Argentina/China: Seemingly, Any Deal Between Two Parties is Apparently Negotiable

According to The Latin American Tribune, the Central Banks of Argentina and China on Thursday (October 30) activated a bilateral currency-swap agreement, with the South American country submitting a request for an initial tranche of yuan equivalent to $814 million.

The Central Bank of Argentina said in a statement that the People’s Bank of China authorized that first installment in keeping with an agreement signed in July by the two monetary authorities.

“This instrument will help stabilize bilateral trade balances. At the same time, this Central Bank has authorized an equivalent amount in pesos in favor of the People’s Bank of China,” the statement added.

The Central Bank of Argentina said the yuan “is on a path to becoming one of the major global reserve currencies.”

Yuan “can be freely converted into dollars, euros, or any other reserve currency” in Hong Kong, London or Singapore, the monetary authority noted.

COMMENT: Negotiator-guru Herb Cohen once said, “Any deal agreeable by two parties is always negotiable.”

Seemingly, there are no exceptions where foreign currency conversion is concerned as evidenced by the Argentine-Chinese deal that renders virtually everything “negotiable.”

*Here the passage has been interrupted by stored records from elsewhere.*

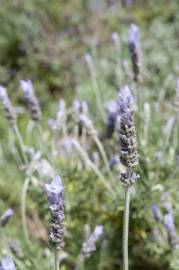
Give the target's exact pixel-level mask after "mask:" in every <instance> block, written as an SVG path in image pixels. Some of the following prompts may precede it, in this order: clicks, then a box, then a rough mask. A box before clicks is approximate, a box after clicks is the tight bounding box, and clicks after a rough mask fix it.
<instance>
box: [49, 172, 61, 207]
mask: <svg viewBox="0 0 179 270" xmlns="http://www.w3.org/2000/svg"><path fill="white" fill-rule="evenodd" d="M63 189H64V188H63V186H62V180H61V178H60V176H58V175H57V176H55V177H54V178H53V180H52V182H51V184H46V185H45V190H46V192H47V196H48V199H49V203H50V204H51V205H54V204H58V203H59V200H61V197H62V191H63Z"/></svg>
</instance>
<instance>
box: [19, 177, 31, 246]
mask: <svg viewBox="0 0 179 270" xmlns="http://www.w3.org/2000/svg"><path fill="white" fill-rule="evenodd" d="M29 183H30V177H27V178H26V179H25V181H24V184H23V189H22V197H21V218H22V226H23V231H24V235H25V238H26V240H27V242H29V233H28V228H27V215H26V201H27V190H28V186H29Z"/></svg>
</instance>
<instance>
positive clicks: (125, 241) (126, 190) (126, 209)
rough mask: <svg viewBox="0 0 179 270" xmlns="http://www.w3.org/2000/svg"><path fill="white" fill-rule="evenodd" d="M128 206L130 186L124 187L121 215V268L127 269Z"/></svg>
mask: <svg viewBox="0 0 179 270" xmlns="http://www.w3.org/2000/svg"><path fill="white" fill-rule="evenodd" d="M129 206H130V187H125V206H124V216H123V270H128V269H129V259H128V235H129Z"/></svg>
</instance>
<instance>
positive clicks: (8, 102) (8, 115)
mask: <svg viewBox="0 0 179 270" xmlns="http://www.w3.org/2000/svg"><path fill="white" fill-rule="evenodd" d="M0 101H1V102H2V105H3V109H4V113H5V117H6V119H7V120H8V122H9V123H10V124H11V125H15V123H16V113H15V110H14V108H13V107H12V104H11V102H10V99H9V97H8V94H7V90H6V88H5V87H3V86H1V85H0Z"/></svg>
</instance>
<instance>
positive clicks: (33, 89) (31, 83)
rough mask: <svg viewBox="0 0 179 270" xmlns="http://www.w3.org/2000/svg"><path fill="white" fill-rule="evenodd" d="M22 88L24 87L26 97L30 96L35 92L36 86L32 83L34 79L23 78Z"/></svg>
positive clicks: (24, 91) (22, 81) (21, 83)
mask: <svg viewBox="0 0 179 270" xmlns="http://www.w3.org/2000/svg"><path fill="white" fill-rule="evenodd" d="M20 88H21V89H22V91H23V93H24V95H25V96H26V97H30V96H31V95H33V94H34V87H33V85H32V81H31V80H27V81H24V80H21V81H20Z"/></svg>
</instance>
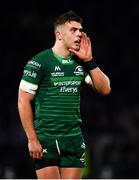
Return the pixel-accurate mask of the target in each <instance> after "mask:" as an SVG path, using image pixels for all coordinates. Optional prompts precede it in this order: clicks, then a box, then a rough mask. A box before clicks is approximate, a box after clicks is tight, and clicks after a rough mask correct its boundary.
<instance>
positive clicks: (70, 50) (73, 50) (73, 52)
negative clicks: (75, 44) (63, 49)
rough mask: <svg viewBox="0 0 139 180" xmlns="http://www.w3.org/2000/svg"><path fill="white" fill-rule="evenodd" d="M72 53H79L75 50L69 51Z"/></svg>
mask: <svg viewBox="0 0 139 180" xmlns="http://www.w3.org/2000/svg"><path fill="white" fill-rule="evenodd" d="M69 51H70V52H73V53H75V54H76V53H77V51H75V50H74V49H69Z"/></svg>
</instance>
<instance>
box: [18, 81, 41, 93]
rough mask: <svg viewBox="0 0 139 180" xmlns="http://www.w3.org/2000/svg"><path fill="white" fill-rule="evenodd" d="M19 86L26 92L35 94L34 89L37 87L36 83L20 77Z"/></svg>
mask: <svg viewBox="0 0 139 180" xmlns="http://www.w3.org/2000/svg"><path fill="white" fill-rule="evenodd" d="M19 88H20V89H22V90H24V91H26V92H28V93H31V94H33V95H35V94H36V91H37V89H38V85H36V84H32V83H30V82H27V81H25V80H23V79H22V80H21V82H20V85H19Z"/></svg>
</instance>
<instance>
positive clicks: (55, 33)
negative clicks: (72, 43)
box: [55, 31, 62, 40]
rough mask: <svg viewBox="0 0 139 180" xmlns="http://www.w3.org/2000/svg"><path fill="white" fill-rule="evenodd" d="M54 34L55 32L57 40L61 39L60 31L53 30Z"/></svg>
mask: <svg viewBox="0 0 139 180" xmlns="http://www.w3.org/2000/svg"><path fill="white" fill-rule="evenodd" d="M55 34H56V38H57V39H58V40H61V39H62V36H61V33H60V32H59V31H57V32H55Z"/></svg>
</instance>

Of course, what is unknown is what Argentina is actually paying for such a sweetheart deal?

As part of the three-year agreement, aimed at boosting the South American country’s dwindling foreign-currency reserves, Argentina’s Central Bank may request additional swaps up to a maximum of $11 billion, “which represent support for the implementation of its financial, exchange-rate and monetary policies.”


In 2009, Argentina and China signed a similar three-year agreement for currency swaps of up to $10.2 billion.